Le Dalaï Lama distingue deux formes d’altruisme :
- L’altruisme naturel ou instinctif, comme celui dont nous faisons preuve via à vis de nos enfants, nos proches, cette sollicitude dépendant de la façon dont nous percevons l’autre, sa vulnérabilité, son besoin de protection. Il est lié à l’évolution de l’espèce humaine, facilitant sa continuité. Cela dit, cet altruisme naturel est difficilement transposable à nos ennemis…
- L’altruisme étendu, qui lui, est indépendant de sa cible. Il se renforce au fur et à mesure de la pratique.

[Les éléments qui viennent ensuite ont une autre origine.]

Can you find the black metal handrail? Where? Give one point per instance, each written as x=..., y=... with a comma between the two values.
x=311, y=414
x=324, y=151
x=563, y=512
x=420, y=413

Il dépasse le cercles des proches, de notre groupe social, ethnique, religieux, national, voire même de l’espèce humaine en s’étendant à toute forme de vie. Darwin et Einstein ont exprimé le développement de l’altruisme étendu comme un idéal à atteindre.
L’altruisme est perçu par deux voies complémentaires : le ressenti des émotions (je suis heureuse de voir une personne heureuse) et la compréhension ou la dimension cognitive : je comprends les causes des souffrances d’autrui, je les analyse et je choisis d’y remédier.
Selon le Bouddhisme, une cause fondamentale de la souffrance est l’ignorance, générant haine, désir, jalousie, arrogance…
A la racine de la souffrance se trouvent la haine, l’avidité, l’égoïsme, l’orgueil, la jalousie, et autres toxines mentales. L’ignorance est à leur origine, ignorance, dans le sens d’une projection, d’une fabrication mentale plaquée sur la réalité, une simplification de la réalité, bon-mauvais, amis-ennemi, un biais de perception, qui empêche de discerner. La connaissance ou la sagesse est la juste compréhension de la réalité, le fait de savoir qu’elle émane d’un nombre illimité de causes et de conditions changeantes, tel l’arc en ciel qui disparait lorsque les conditions ont évolué. « Prendre dans la pénombre une corde pour un serpent engendre la peur, mais dès qu’on éclaire cette corde, et que l’on reconnait sa véritable nature, cette peur n’a plus de raison d’être. » L’ignorance affecte donc notre manière de voir les choses, pas leur nature.
Le Nirvana est l’atteinte de l’Eveil, c’est à dire la libération de l’ignorance et de la souffrance.
L’altruisme authentique repose donc sur la compréhension des causes de la souffrance et la conviction que chacun a le potentiel nécessaire pour s’en libérer. On s’affranchit soi-même de l’ignorance, pour devenir ensuite capable de délivrer les autres des causes de la souffrance.